The Black Power salute was a noted human right...

Tommie Smith and John Carlos

FEBRUARY IS BLACK HISTORY MONTH

The fight against racial discrimination was taken to the biggest world stage ever during the track and field competitions in the 1968 Olympic Games in Mexico.

Tommie Smith from the USA a holder of seven gold medals wins the 200 meters with a time of 19.83 seconds and breaks the 20 seconds barriers in this discipline.
Peter Norman an Australian is second with a time of 20.06 and John Wesley Carlos, USA, is third with a time of 20.1 sec.

Tommie Smith and John Carlos are black Americans and on the winners podium received their medal.

Both have a black leather glove in one hand and are not wearing shoes but only black socks. They stand being Peter Norman when the “stars and stripes” is hoisted and “The Star-Spangled Banner” plays and they both raise a clench fist as a silent protest of black discrimination in the USA.

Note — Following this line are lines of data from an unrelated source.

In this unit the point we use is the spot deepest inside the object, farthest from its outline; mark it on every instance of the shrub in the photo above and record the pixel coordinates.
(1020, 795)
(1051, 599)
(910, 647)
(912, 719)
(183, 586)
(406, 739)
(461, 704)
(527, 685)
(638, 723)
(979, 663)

The majority of the 83,000 spectators in the stadium Estadio Olímpico Universitario jeer after the American flag is fully hoisted and the national anthem stops playing.

Later on, Tommie Smith, in an interview said “If I win I am an American, not a black American. But if I did something bad then they would say ‘a Negro’. We are black and we are proud of being black.
“Black America will understand what we did tonight.”

For their action the Olympic committee banned Tommie Smith and John Wesley Carlos for life and both are immediately sent back to their country.